The results of the international comparison suggest that migrants in Germany are more influenced by distance than those in the UK but like the UK, the scale effect on the frictional effect of distance is negligible until the ASRs become relatively large. On the other hand, whilst migrants in Finland are more influenced by distance than those in Sweden, there is a strong scale effect apparent in both the Scandinavian countries.

These findings stimulate the need for further investigation of scale and zonation effects in the internal migration patterns in other countries to ascertain whether there are regularities apparent in countries with different topographical or regional characteristics; this is one of the objectives of the IMAGE project. In addition, the IMAGE studio also provides the opportunity to undertake further experimental work using different step sizes and numbers of different zonations at each step. Moreover, the studio can be used to compute internal migration indicators and calibrate spatial interaction models for migrant flows in one country disaggregated by demographic or socio-demographic variables such as age, sex, ethnicity, occupation or qualifications.

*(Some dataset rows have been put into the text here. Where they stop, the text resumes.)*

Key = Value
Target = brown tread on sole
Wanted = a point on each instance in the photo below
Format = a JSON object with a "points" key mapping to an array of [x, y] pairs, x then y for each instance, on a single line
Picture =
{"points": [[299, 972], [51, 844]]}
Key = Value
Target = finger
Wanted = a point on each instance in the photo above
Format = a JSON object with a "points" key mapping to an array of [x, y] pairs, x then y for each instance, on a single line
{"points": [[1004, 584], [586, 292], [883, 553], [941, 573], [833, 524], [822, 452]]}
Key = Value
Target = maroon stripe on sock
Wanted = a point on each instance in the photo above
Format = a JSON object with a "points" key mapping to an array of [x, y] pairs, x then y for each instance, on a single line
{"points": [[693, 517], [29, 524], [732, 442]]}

The studio itself would benefit from further work to develop an optimisation algorithm for producing ASRs with equal populations or to allow the user to choose to build ASRs based on the criterion of equality of any given variable (e.g. households, population density, number of migrations). There would also be value in developing a compactness algorithm using the mean coordinates of the ASR centroids which would be used in conjunction with the algorithm for producing ASRs using equal populated areas. Beyond this, it would be useful to extend the range of spatial interaction models and to automate some graphical facilities for summarizing and visualising the results of the analysis. The latter is important because, when being used in multiple aggregation mode with a large number of BSUs, the studio generates an enormous number of output files which require processing if only to extract the summary statistics.

Thus, in conclusion, it is envisaged that the studio will be used to facilitate comparative analysis of internal migration in different countries across the world and we hope that migration analysts will feel inspired to work with the IMAGE team using the studio with their own data or with data sets held in the IMAGE repository.